Homeschool Goes High
Tech
By Mary Pride
This is the most complicated issue of
Practical Home schooling ever. Its contents range from a
detailed analysis of the educational features of online
services to an equally detailed analysis of major curriculum
packages, and from reports on major educational conferences
to a side-by-side look at major home school methods.
So now am I going to shoot myself in the
foot by suggesting that the heart of home schooling has
nothing to do with all these sophisticated tools?
You betcha.
Don't get me wrong -- it's great to be on
the cutting edge of education. Today, while public school
districts that spent huge sums on computer technology years
ago are stuck with obsolete Apple IIs and PCs, home schools
sport up-to-date hardware. While public schools cripple
themselves with incredibly expensive networked software
whose main claim to fame is its fancy recordkeeping, home
schoolers pick up the very latest educational programs. Most
significantly, companies that used to market only to schools
are now producing "home school" versions of their products
-- and in almost every case, the home versions are easier to
use, cheaper, and more efficient than the classroom
versions.
As more of America's educational resources
move online, onto video, and onto disks, it becomes easier
and easier to duplicate, and surpass, a classroom education.
The classroom experience keeps getting fragmented into more
and more meaningless projects ("Let's gather shoeboxes and
spend the next week constructing a Valentine village!") and
politically correct "skills." Meanwhile, home schools are
becoming more efficient and streamlined. Home schoolers are
moving away from "twaddle" and towards highly effective,
easy-to-use educational programs, whereas (dare I say it?)

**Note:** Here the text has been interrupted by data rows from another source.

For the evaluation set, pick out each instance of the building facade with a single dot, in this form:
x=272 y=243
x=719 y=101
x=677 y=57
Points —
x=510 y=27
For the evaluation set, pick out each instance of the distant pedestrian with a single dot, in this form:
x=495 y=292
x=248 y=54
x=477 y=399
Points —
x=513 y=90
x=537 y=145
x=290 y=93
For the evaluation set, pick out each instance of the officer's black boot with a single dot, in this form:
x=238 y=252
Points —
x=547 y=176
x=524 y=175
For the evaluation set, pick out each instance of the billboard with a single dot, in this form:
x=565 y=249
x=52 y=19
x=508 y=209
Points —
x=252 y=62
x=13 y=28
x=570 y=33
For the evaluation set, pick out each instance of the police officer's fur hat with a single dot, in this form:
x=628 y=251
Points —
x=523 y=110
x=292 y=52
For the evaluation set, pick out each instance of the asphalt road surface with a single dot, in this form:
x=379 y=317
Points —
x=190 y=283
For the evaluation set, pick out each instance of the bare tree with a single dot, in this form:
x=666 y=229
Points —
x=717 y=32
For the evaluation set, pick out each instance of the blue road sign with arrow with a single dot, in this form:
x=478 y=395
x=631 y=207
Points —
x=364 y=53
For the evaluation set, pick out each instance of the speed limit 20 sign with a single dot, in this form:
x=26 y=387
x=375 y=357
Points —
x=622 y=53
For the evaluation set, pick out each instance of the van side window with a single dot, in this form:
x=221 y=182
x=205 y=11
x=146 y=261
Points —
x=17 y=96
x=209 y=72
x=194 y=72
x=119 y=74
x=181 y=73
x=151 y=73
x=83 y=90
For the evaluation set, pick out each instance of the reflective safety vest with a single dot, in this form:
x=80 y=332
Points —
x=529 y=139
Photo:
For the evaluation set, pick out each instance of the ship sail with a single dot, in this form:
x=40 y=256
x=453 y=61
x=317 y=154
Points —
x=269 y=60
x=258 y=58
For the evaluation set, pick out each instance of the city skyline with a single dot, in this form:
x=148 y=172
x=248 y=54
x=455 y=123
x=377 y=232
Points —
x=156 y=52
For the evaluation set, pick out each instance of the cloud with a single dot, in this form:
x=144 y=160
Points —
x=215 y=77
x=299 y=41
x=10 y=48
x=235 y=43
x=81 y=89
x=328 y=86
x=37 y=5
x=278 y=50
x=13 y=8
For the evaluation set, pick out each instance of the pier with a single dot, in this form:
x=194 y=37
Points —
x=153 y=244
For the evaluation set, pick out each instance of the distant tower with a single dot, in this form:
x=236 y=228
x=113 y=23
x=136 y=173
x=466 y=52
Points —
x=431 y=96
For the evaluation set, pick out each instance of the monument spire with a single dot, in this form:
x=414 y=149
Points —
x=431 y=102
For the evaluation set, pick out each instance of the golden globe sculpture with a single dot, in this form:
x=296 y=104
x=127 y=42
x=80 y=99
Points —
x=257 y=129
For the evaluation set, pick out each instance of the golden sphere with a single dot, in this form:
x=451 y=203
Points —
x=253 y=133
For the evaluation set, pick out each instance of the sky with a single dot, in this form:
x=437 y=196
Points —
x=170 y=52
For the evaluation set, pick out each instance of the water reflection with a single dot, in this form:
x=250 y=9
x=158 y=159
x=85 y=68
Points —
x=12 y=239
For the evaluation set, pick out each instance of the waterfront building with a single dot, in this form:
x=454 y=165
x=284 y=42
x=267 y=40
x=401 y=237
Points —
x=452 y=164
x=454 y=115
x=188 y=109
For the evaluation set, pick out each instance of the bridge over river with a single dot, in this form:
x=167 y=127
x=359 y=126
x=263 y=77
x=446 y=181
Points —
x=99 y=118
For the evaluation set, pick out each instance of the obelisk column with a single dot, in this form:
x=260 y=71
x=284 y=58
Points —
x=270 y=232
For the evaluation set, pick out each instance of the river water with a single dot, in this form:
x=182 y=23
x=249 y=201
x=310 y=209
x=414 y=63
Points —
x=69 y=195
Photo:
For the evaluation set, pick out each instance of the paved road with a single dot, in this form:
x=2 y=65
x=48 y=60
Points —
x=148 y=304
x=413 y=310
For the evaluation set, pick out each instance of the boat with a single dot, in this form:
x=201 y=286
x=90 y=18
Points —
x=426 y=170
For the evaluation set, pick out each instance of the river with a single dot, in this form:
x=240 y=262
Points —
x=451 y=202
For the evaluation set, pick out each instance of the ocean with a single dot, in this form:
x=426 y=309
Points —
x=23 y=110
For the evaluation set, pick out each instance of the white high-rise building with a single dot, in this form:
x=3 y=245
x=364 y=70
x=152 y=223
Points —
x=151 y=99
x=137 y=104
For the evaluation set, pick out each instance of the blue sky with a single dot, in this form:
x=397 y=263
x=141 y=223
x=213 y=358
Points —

today's schools seem heading in exactly the opposite
direction.
Home schooling is now clearly more
sophisticated than classroom education.
We have more (and better) resources to
draw upon. We can adapt the latest technology more quickly.
We are far more committed to finding out what works, as
opposed to what sounds impressive on someone's resume.
That brings me back to my first point.
It's our own kids we are teaching. All the hubbub over the
latest technology and the fanciest educational method means
nothing at all if these shiny new tools do not directly
improve the spiritual, emotional, and academic lives of our
children. That is why we at Practical Home schooling are
working so hard to stay on top of the educational tools of
today and tomorrow. If we do this research, you don't have
to. You will be able to both have your cake (time with your
children) and eat it too (jumping right into programs you
know are wholesome and will interest you).
Spend lots of time with your children.
Don't get caught up in going online for its own sake while
the kids run crazy in the next room. Watch while they play
their educational software, or at least check in
occasionally to observe their triumphs. ("Mom! I got every
question right on this level of WordSmart!")
In the end, most of the new technology is
a crutch designed to fill in the gaps in our own knowledge
and teaching ability. The more we know, the less we need it
for educational purposes. There's a world of information out
there, but most of what mankind needs to know is still
between the leather covers of your grandpa's Bible.
Technology is fun; technology is entertaining; technology is
sociable (love those message boards!); but technology is not
God. If, instead of fretting about providing every
underprivileged child in America with a computer, our august
leaders put some muscle into removing the artificial
barriers the court system has erected between American
children and God, we would all be a lot better off.